Globalization is not going away. So, the only course available to ease this new pressure on the earnings of Americans is to help businesses address some of costs which rose rapidly in the 2002-2007 expansion – namely, health care and energy. Once again, Obama’s program seems more promising than Romney’s plan. For example, Obamacare includes numerous provisions which may help slow fast-rising medical and insurance costs. They range from new prevention programs and active promotion of cost-effective best practices, to mandatory coverage for healthy young people. But Romney is committed to repealing all of these reforms and would depend instead on the current patchwork of private competition which has proved unable to make a dent in these costs.

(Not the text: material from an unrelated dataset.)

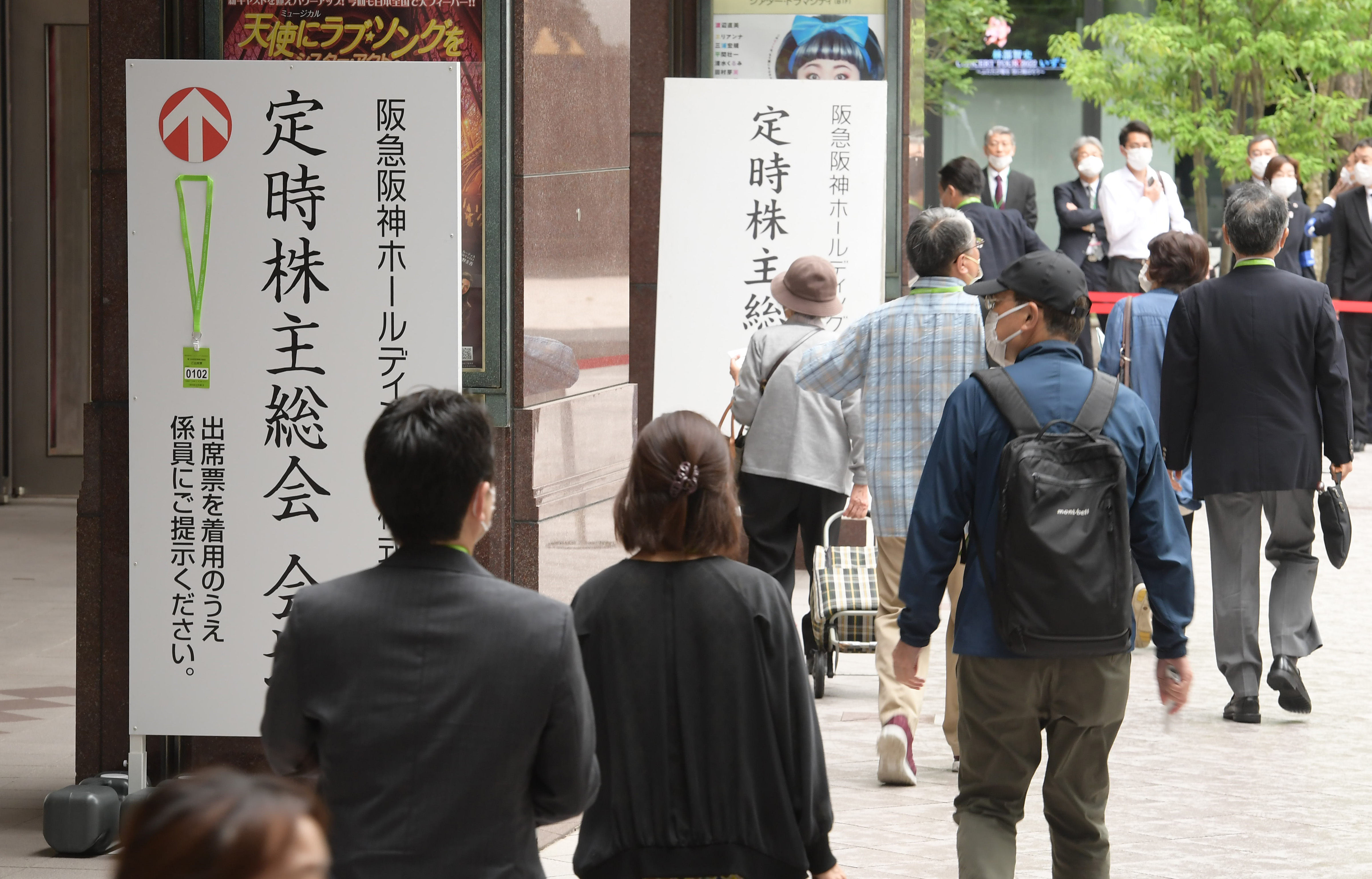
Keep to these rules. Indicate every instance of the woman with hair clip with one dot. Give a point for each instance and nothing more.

On the energy front, both candidates pledge to expand our supplies of fossil fuels, which in recent years actually have increased substantially on their own. However, Obama also would continue to actively promote alternative forms of energy. Romney wants to end those efforts. In addition, Obama says he will to continue to use new federal laws and regulations to increase energy conservation and efficiency. For example, he raised fuel mileage standards for new automobiles, which effectively reduce unit energy costs. Romney has suggested he would end these conservation efforts and roll back many existing regulations, undoing some of this progress in containing future energy costs.
The central economic challenge facing the next president is to restore healthy wage and salary gains for average Americans. This challenge will not be met by cutting taxes and rolling back government. Rather, it will take a sustained effort to address the forces which, following 25 years of steady gains, have stalled further earnings progress for the last decade. On this basis, the President’s program offers much more promise than Mr. Romney’s agenda.